Nato all’inizio del XX secolo come insediamento per le famiglie e i soldati del King African Rifles, lo slum si è sviluppato in modo informale nei decenni successivi diventando una vera e propria città situata a poca distanza dal centro di Nairobi.

Oggi è simbolo di miseria, degrado, criminalità e spaccio: famiglie disgregate, bambini di strada, ragazze-madri, una povertà dilagante, aggravata dalla crisi economica e dall’innalzamento dei prezzi. Non solo, però: a Kibera si incontrano anche tantissimi progetti e una varietà sorprendente di iniziative che rispondono, da un lato all’esigenza di inventarsi un mezzo si sopravvivenza, dall’altro, sono l’espressione di una creatività straordinaria.

Dentro Kibera c’è tutto un mondo fatto di artisti, musicisti, danzatori, acrobati e performer che attraverso la loro arte cercano di rendere più bello e vivibile la shantytown, coinvolgendo spesso bambini e giovani in attività con risvolti educativi.

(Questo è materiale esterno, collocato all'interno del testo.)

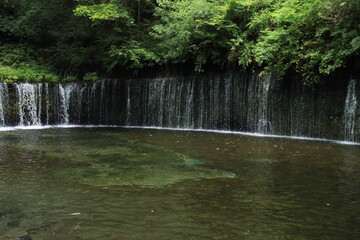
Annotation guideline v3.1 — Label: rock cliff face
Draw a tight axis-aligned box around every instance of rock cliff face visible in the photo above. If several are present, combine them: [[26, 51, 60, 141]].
[[0, 71, 360, 142]]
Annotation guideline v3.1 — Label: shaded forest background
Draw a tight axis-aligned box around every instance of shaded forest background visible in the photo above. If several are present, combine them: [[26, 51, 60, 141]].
[[0, 0, 360, 84]]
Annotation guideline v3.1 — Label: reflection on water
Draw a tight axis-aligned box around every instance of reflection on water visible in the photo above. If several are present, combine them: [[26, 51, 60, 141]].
[[0, 128, 360, 240]]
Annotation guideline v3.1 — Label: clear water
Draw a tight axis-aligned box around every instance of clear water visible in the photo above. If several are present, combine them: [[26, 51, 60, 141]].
[[0, 128, 360, 240]]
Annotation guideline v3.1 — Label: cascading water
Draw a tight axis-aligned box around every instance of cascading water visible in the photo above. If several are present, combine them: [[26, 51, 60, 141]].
[[344, 80, 358, 142], [0, 83, 7, 126], [15, 83, 42, 126], [0, 72, 359, 141], [59, 84, 76, 125], [257, 75, 271, 134]]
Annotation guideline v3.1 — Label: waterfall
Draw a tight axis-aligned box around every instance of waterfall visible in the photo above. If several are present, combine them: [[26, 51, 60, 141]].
[[45, 83, 50, 125], [344, 79, 357, 141], [0, 83, 7, 126], [0, 71, 360, 141], [15, 83, 42, 126], [257, 75, 271, 134], [59, 84, 76, 125]]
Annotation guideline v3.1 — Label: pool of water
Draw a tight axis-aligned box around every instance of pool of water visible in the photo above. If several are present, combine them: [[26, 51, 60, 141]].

Oggi gli abitanti di Kibera iniziano a sentirsi anche parte di una comunità solidale e non solo dei reietti della società. Ma tutto questo rischia di scomparire per l’intenzione del presidente William Ruto di trasformare la baraccopoli, che occupa un’area particolarmente appetibile per la speculazione edilizia, in una moderna zona residenziale entro la fine del suo mandato.

“Entro un decennio” ha detto Ruto “Kibera subirà una notevole trasformazione e ci siamo impegnati a sradicare tutte le baraccopoli del Paese”.

La speranza è che non sia l’ennesima operazione di gentrificazione, già avvenuta in molte metropoli del mondo, dove con la scusa di combattere il degrado, si distruggono vere e proprie città abitate da poveri trasferendoli in zone sempre più periferiche, smembrandone il tessuto sociale, per far spazio a quartieri residenziali per nuovi abitanti benestanti.

Bruno Zanzottera al termine della presentazione dei contenuti della mostra, accompagnerà i visitatori in una visita guidata all’interno dello Spazio Mostre del Festival.